Interface IDocumentQA<T>

Namespace: AiDotNet.Document.Interfaces

Assembly: AiDotNet.dll

Interface for document question answering models.

public interface IDocumentQA<T> : IDocumentModel<T>, IFullModel<T, Tensor<T>, Tensor<T>>, IModel<Tensor<T>, Tensor<T>, ModelMetadata<T>>, IModelSerializer, ICheckpointableModel, IParameterizable<T, Tensor<T>, Tensor<T>>, IFeatureAware, IFeatureImportance<T>, ICloneable<IFullModel<T, Tensor<T>, Tensor<T>>>, IGradientComputable<T, Tensor<T>, Tensor<T>>, IJitCompilable<T>

Type Parameters

T: The numeric type used for calculations.

Inherited Members: IDocumentModel<T>.ExpectedImageSize

IDocumentModel<T>.MaxSequenceLength

IDocumentModel<T>.RequiresOCR

IDocumentModel<T>.SupportedDocumentTypes

IDocumentModel<T>.IsOnnxMode

IDocumentModel<T>.EncodeDocument(Tensor<T>)

IDocumentModel<T>.ValidateInputShape(Tensor<T>)

IDocumentModel<T>.GetModelSummary()

IFullModel<T, Tensor<T>, Tensor<T>>.DefaultLossFunction

IModel<Tensor<T>, Tensor<T>, ModelMetadata<T>>.Train(Tensor<T>, Tensor<T>)

IModel<Tensor<T>, Tensor<T>, ModelMetadata<T>>.Predict(Tensor<T>)

IModel<Tensor<T>, Tensor<T>, ModelMetadata<T>>.GetModelMetadata()

IModelSerializer.Serialize()

IModelSerializer.Deserialize(byte[])

IModelSerializer.SaveModel(string)

IModelSerializer.LoadModel(string)

ICheckpointableModel.SaveState(Stream)

ICheckpointableModel.LoadState(Stream)

IParameterizable<T, Tensor<T>, Tensor<T>>.GetParameters()
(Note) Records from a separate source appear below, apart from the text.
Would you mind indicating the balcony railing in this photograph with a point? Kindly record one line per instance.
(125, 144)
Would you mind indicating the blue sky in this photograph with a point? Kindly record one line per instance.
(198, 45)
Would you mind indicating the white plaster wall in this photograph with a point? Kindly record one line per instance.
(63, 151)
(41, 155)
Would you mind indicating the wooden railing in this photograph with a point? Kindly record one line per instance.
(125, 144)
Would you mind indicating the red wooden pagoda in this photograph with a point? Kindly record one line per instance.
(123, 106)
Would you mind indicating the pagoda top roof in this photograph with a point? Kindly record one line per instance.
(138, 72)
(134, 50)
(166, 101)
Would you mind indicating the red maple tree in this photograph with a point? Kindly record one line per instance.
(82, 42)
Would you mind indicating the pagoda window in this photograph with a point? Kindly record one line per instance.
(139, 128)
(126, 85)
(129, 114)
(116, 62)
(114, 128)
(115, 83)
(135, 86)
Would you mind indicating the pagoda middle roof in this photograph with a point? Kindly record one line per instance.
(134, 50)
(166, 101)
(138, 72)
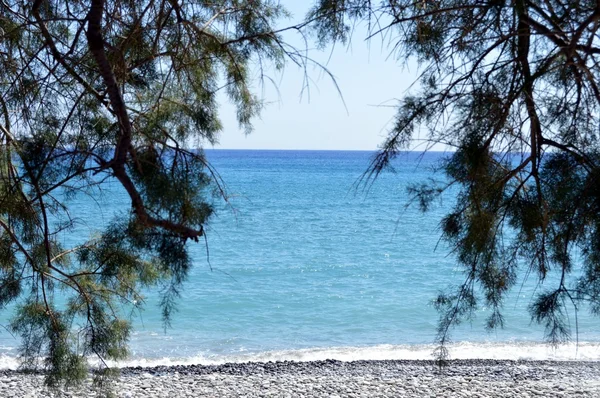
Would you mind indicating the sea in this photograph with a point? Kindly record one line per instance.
(307, 261)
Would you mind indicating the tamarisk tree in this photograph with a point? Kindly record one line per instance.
(109, 90)
(513, 87)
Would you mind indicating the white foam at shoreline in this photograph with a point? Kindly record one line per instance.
(586, 351)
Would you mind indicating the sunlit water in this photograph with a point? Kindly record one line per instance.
(306, 266)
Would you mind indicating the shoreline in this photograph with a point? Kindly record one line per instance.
(333, 378)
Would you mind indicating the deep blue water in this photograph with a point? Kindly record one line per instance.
(303, 265)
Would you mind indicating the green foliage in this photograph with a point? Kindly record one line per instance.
(119, 91)
(512, 87)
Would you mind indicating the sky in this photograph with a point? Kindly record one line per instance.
(356, 117)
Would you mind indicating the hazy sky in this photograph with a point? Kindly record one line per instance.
(370, 82)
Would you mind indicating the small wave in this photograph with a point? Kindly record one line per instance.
(587, 351)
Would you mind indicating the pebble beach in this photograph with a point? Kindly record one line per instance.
(330, 378)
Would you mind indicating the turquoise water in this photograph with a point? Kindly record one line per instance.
(304, 266)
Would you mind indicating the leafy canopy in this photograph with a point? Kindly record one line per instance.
(113, 90)
(513, 87)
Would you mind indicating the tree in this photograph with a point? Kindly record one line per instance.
(513, 87)
(113, 90)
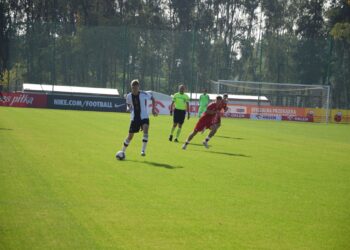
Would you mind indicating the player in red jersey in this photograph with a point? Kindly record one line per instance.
(206, 121)
(217, 119)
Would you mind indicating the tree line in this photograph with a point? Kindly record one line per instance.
(105, 43)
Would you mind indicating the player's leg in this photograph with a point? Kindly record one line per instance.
(127, 141)
(213, 130)
(145, 128)
(172, 131)
(190, 137)
(134, 128)
(181, 120)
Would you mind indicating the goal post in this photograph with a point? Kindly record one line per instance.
(276, 101)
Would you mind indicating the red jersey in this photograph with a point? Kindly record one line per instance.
(206, 119)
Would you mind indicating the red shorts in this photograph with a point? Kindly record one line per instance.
(204, 122)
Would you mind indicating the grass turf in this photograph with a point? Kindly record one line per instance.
(261, 185)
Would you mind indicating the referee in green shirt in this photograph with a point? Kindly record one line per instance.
(181, 103)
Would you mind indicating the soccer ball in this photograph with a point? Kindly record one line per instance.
(120, 155)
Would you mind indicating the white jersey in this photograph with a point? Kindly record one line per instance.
(143, 98)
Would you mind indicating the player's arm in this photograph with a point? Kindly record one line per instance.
(171, 107)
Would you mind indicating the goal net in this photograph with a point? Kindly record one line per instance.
(275, 101)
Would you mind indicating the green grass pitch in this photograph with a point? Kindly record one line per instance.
(261, 184)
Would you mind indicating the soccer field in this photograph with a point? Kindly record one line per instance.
(261, 184)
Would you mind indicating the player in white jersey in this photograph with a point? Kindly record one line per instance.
(137, 104)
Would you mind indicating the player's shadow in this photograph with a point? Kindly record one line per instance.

IParameterizable<T, Tensor<T>, Tensor<T>>.SetParameters(Vector<T>)

IParameterizable<T, Tensor<T>, Tensor<T>>.ParameterCount

IParameterizable<T, Tensor<T>, Tensor<T>>.WithParameters(Vector<T>)

IFeatureAware.GetActiveFeatureIndices()

IFeatureAware.SetActiveFeatureIndices(IEnumerable<int>)

IFeatureAware.IsFeatureUsed(int)

IFeatureImportance<T>.GetFeatureImportance()

ICloneable<IFullModel<T, Tensor<T>, Tensor<T>>>.DeepCopy()

ICloneable<IFullModel<T, Tensor<T>, Tensor<T>>>.Clone()

IGradientComputable<T, Tensor<T>, Tensor<T>>.ComputeGradients(Tensor<T>, Tensor<T>, ILossFunction<T>)

IGradientComputable<T, Tensor<T>, Tensor<T>>.ApplyGradients(Vector<T>, T)

IJitCompilable<T>.ExportComputationGraph(List<ComputationNode<T>>)

IJitCompilable<T>.SupportsJitCompilation

Extension Methods: DistributedExtensions.AsDistributedForHighBandwidth<T, TInput, TOutput>(IFullModel<T, TInput, TOutput>, ICommunicationBackend<T>)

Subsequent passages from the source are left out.